Now let’s move on to how to Migrate Oracle database with UTF8 data to SQL Server using SSMA.
Unicode database solution
If database is Unicode database, then Oracle is configured to store multi-byte strings in VARCHAR2 / CHAR columns or variables. In this case, you can use customized mappings to map the character types to Unicode types in SQL Server.
SQL Server 2005/2008
Otherwise, non-ASCII strings can be distorted during data migration
Unicode data type solution
For Unicode datatype solution, source strings declared as national (NVARCHAR2 and NCHAR) are automatically mapped to nvarchar and nchar. Large object types like nclob is automatically mapped to nvarchar(max). So there is no need to change the default mappings for the above datatypes.
Customizing Data Type Mappings
You can customize type mappings at the project level, object category level (such as all tables), or object level. Settings are inherited from the higher level unless they are overridden at a lower level. For example, if you map smallmoney to money at the project level, all objects in the project will use this mapping unless you customize the mapping at the object or category level.
The following procedure shows how to map data types at the project, database, or object level:
To map data types follow the below steps:
To customize data type mapping for the whole project, open the Project Settings dialog box:
a. On the Tools menu, select Project Settings.
b. In the left pane, select Type Mapping. The type mapping chart and buttons appear in the right pane.
Or, to customize data type mapping at the database, table, view, or stored procedure level, select the database, object category, or object in Oracle Metadata Explorer:
c. In Oracle Metadata Explorer, select the folder or object to customize.
d. In the right pane, click the Type Mapping tab.
Author : Ajay(MSFT), SQL Developer Engineer, Microsoft
Reviewed by : Smat (MSFT), SQL Escalation Services, Microsoft
I work at Microsoft CSS and I've had quite bit of an issue with the Data Migration from Oracle to SQL Azure. I was hammering the ends to finish my Migration Demo Projects. Many Many thanks for creating this subtle yet precise informative article for the Data Migration Folks out here on the field. Thank you Mr A!
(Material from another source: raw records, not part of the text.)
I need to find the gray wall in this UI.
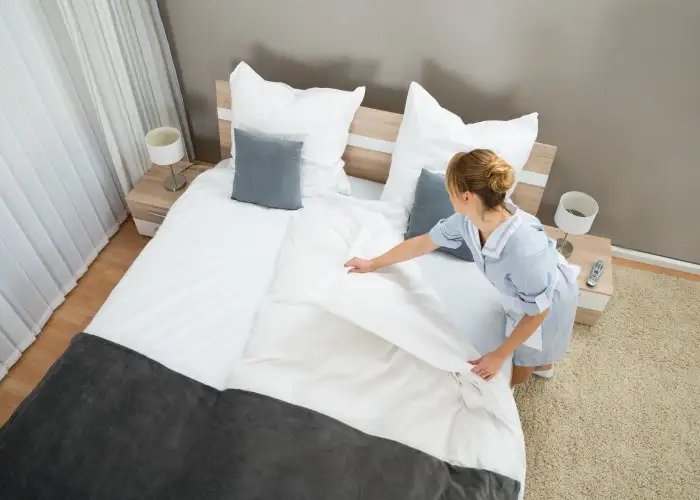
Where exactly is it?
[159,0,700,263]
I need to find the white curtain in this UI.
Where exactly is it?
[0,0,126,378]
[58,0,193,192]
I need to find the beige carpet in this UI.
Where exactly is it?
[516,267,700,500]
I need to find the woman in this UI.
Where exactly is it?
[345,149,578,386]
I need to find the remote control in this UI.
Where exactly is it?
[586,260,603,288]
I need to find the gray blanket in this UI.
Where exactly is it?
[0,334,520,500]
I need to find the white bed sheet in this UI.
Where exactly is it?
[85,166,294,389]
[85,168,509,389]
[349,177,511,376]
[86,167,524,486]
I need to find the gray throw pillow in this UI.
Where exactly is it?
[404,169,474,262]
[231,128,304,210]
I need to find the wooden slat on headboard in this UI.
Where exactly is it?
[216,80,557,214]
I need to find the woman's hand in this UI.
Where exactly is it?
[343,257,379,273]
[470,351,506,380]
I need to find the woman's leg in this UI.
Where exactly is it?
[510,365,535,387]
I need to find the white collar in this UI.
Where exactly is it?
[477,199,522,259]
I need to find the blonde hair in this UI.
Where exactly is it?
[445,149,515,209]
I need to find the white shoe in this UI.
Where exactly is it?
[532,367,554,378]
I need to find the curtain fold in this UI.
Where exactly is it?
[0,0,127,378]
[58,0,193,192]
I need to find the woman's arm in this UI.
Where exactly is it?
[345,234,438,273]
[470,310,548,380]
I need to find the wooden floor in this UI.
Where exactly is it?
[0,219,700,425]
[0,218,150,425]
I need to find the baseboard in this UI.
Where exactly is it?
[612,246,700,276]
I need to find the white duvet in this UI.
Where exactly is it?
[230,199,525,481]
[86,168,525,492]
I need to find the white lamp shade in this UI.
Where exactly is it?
[554,191,598,234]
[146,127,185,165]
SSMA has converted my (Unicode) VARCHAR2(N) to NVARCHAR(4xN). What I want is the same as Oracle, i.e. if I have a field that allows up to 10 Unicode characters (VARCHAR2(10)). Isn't that NVARCHAR(10)? Or in SQL Server can I only specify the length in bytes? Which would mean no real control. My NVARCHAR(40) could have 40 single byte characters or only 10 4-byte characters.
This is by design.
Conversion from Oracle's NVARCHAR2 -> SQL NVARCHAR doubles the length because, in SQL Server, NVARCHAR is a count of bytes rather than a count of characters. In the case of UTF-16, we have to account for surrogate pairs (a second 2 bytes of character data whose presence is indicated by the first two bytes.
I don't believe NVARCHAR length is the count of bytes. Try this:
CREATE TABLE tmp_unicode (col1 NVARCHAR(6));
INSERT INTO tmp_unicode (col1) VALUES (N'ердийн');
SELECT col1, LEN(col1), DATALENGTH(col1) FROM tmp_unicode;
DROP TABLE tmp_unicode;
Prior to Oracle 11, nvarchar2 column lengths are measured in characters. SQL Server nvarchar columns are (and always have been) measured in bytes.
We must account for the possibility of surrogate pairs (see en.wikipedia.org/.../Surrogate_pair) of up to two bytes length in some of the various UTF encodings.
The only way we could prevent this is to actually scan the data at schema conversion time to determine there are no surrogate pairs present.
I don't understand. You said "SQL Server nvarchar columns are (and always have been) measured in bytes". My SQL demonstrates that is not the case - it inserts 12 bytes in a NVARCHAR(6) field. Can you explain that please.
Can you explain what happens in case of surrogate pairs?